Nous avons des souvenirs de toutes sortes : plus ou moins lointains dans le temps, plus ou moins précis, plus ou moins heureux… Certains prennent une place particulière, correspondant à des évènements marquants auquels on se réfère car ils nous “disent” quelque chose d’important. Ce sont des souvenirs fondateurs, sur lequels on s’appuie pour bâtir une compréhension de soi-même, des autres, de la société, du monde. D’ailleurs, c’est bien souvent pour cela qu’on les convoque. La mémoire travaille le passé au présent, en fonction de nos problématiques d’aujourd’hui et de nos questions du moment. Quelque part, lire et relire son histoire permet de découvir son aujourd’hui et d’essayer de le vivre de la manière la plus pertinente possible.
Mais il y a un risque dans tout cela, qui est aussi un défi, c’est la tendance que nous avons à vouloir ré-écrire l’histoire non pas comme elle s’est passée mais comme il nous arrange aujourd’hui de la voir, pour mieux se complaire dans des choix présents. Non seulement la mémoire peut être sélective, mais elle peut aussi être déformante. Et ça ne va pas sans intentions cachées, y compris celles cachées à soi-même.

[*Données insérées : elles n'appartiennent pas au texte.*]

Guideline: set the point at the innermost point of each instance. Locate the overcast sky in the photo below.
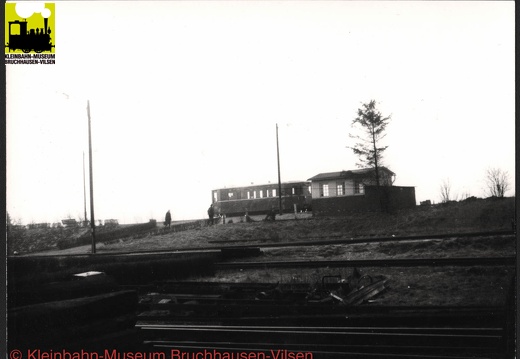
(185, 97)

Une des grandes questions sociétales du moment est la place à laisser aux migrants qui viennent rejoindre – par divers moyens et pour diverses raisons – les terres de notre pays pour y habiter. Au-delà des débats très vifs et des manipulations jouant sur toutes sortes de peurs auxquels la question donne lieu, il parait clair que le sujet est sensible et donc qu’il nous touche de près, même si nous ne savons pas toujours exactement où.
“Vous aimerez l’immigré, car vous avez été des immigrés en Egypte“ (Deutéronome 10,19).
Ce verset est représentatif d’une ligne de pensée qui me parait tout à fait importante dans la Bible : la place laissée à l’immigré doit l’être en écho à l’expérience de vie en immigrés faite par le peuple de Dieu, expérience douloureuse car aussi synonyme d’oppression et d’esclavage. Avec la consigne (“vous aimerez…”) est  convoqué le souvenir (“car vous avez été…”), comme argument.
Le rappel semble nécessaire car si le souvenir est douloureux, il est aussi à garder intact. Il est la mémoire d’une des facettes de notre humanité : une fragilité humaine expérimentée qui fait qu’il y a quelque chose de moi que je peux reconnaître en cet autre, ici “l’immigré”. Notre humanité est partagée, nous sommes tous enfants d’une même terre, tous enfants d’un même Père.